One thing to help in a declining market is to have a diversified portfolio. This is an easy, yet strategic way to protect yourself from potential volatility. Depending on age, goals, and risk tolerance, some investment vehicles may be less volatile than others. There are a variety of investment options that can be implemented in order to match the market exposure the investor desires. It is generally a good idea to decrease risk as age increases. It may seem like a lot of information considering the various investment vehicles available, you’re in luck, our financial advisors have the expertise needed to place your assets in investments that match with your desired return according to your personal financial plan.

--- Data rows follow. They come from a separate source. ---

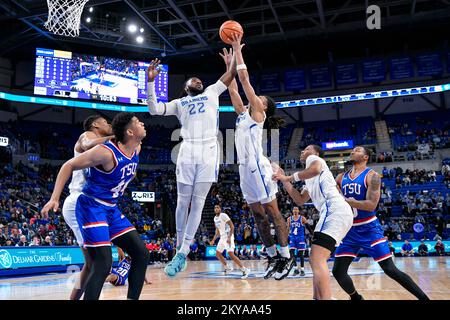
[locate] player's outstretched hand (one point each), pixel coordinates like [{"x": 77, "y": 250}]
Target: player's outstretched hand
[
  {"x": 278, "y": 176},
  {"x": 51, "y": 205},
  {"x": 236, "y": 41},
  {"x": 153, "y": 70},
  {"x": 227, "y": 56}
]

Another way to protect your portfolio during market downturns is to avoid making irrational decisions out of fear or uncertainty. Fear can cause people to make poor investment decisions. Stock market downturns have historically provided investors with great buying opportunities. While some investors may want to sell everything, this creates the possibility on missing out on some significant gains. It may be easy to get out of the market but much harder knowing when to get back in. A lot of investors who got out of the market in 2008 and 2009 did not get back in for several years missing out on some of the best years in the stock market. Keeping a calm and optimistic outlook can be very helpful. An article released by Fidelity Investments states “Market downturns may be upsetting, but history shows that the US stock market has been able to recover from declines and can still provide investors with positive long-term returns. In fact, during the past 35 years, the market has experienced an average drop of 14% from high to low during each calendar year, but still had a positive annual return in more than 80% of the calendar years in this period.”
Having a proper plan in place can help investors during times of both market growth and decline. Talk with your financial advisor about your concerns and goals and put a plan in place to help keep you on track to achieving your financial goals.
There is no guarantee that a diversified portfolio will enhance overall returns or outperform a non-diversified portfolio. Diversification does not protect against market risk.